Molecules in neurons are in a state far from equilibrium. Therefore their transport properties are strongly affected by fluctuations. We present a model of stochastic molecular transport in neurons which have their synapses located in the spines of a dendrite. In this model we assume that the molecules perform a random walk between the spines that trap the walkers. If the molecules are assumed to interact with each other inside the spines, the trapping time in each spine depends on the number of molecules in the respective trap. The corresponding mathematical problem has non-trivial solutions even in the absence of external disorder due to self-organization phenomena. We obtain the stationary distributions of the number of walkers in the traps for different kinds of on-site interactions between the walkers and furthermore analyze how birth and death processes of the random walkers affect these distributions.

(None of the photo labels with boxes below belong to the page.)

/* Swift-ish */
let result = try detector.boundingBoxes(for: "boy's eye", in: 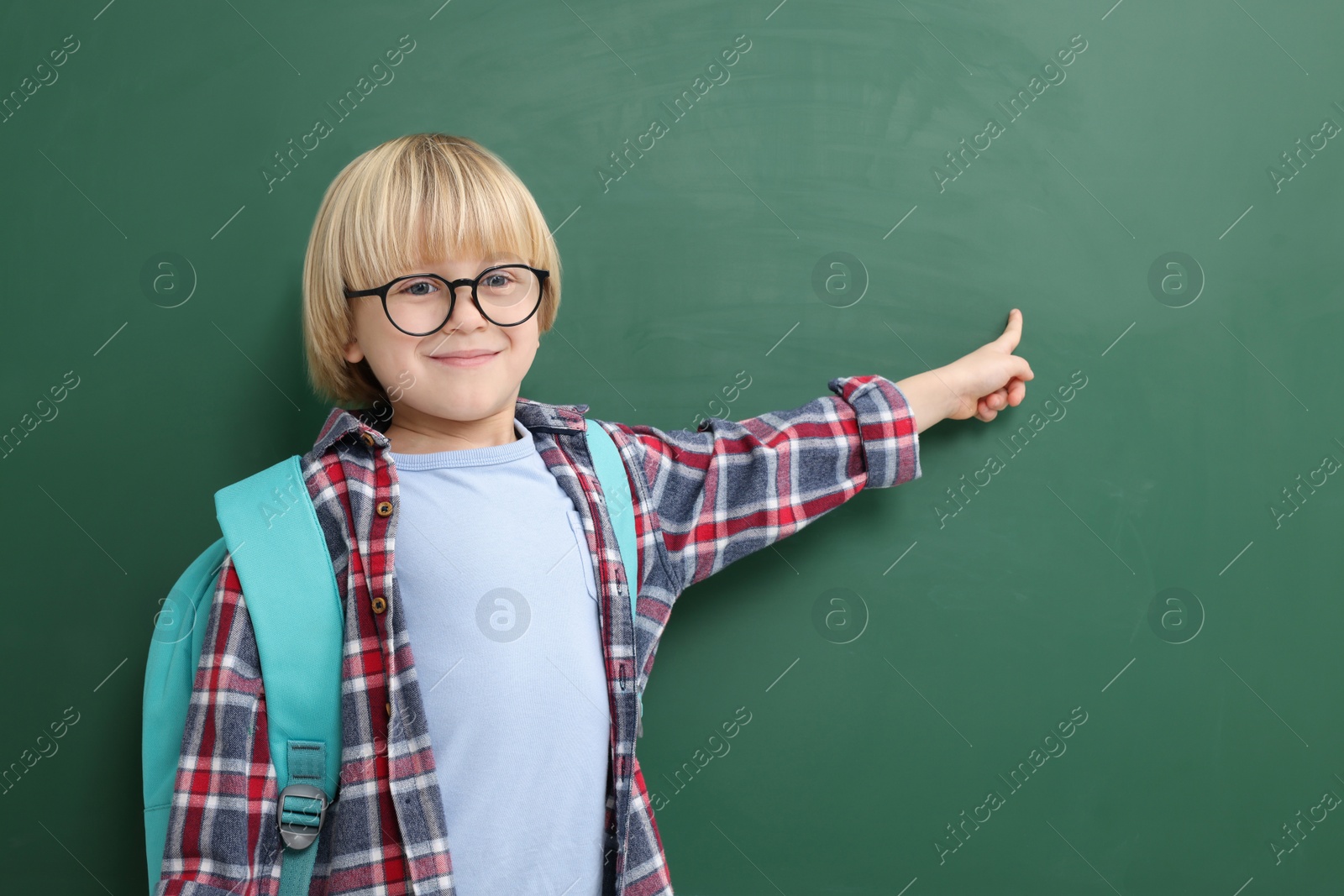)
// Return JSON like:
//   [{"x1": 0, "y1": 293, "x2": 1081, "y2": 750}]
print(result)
[{"x1": 396, "y1": 280, "x2": 438, "y2": 296}]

We apply this model to describe the dynamics of the PSD-95 proteins in spiny dendrites. PSD-95 is the most abundant molecule in the post-synaptic density (PSD) located in the spines. It is observed that these molecules have high turnover rates and that neighboring spines are constantly exchanging individual molecules. Thus we predict the distribution of PSD-95 cluster sizes that determine the size of the synapse and thus the synaptic strength. Finally, we show that in the model non-equilibrium inter-spine dynamics of PSD-95 molecules can provide the basis for locally controlled synaptic plasticity through activity-dependent ubiquitinization of PSD-95 molecules.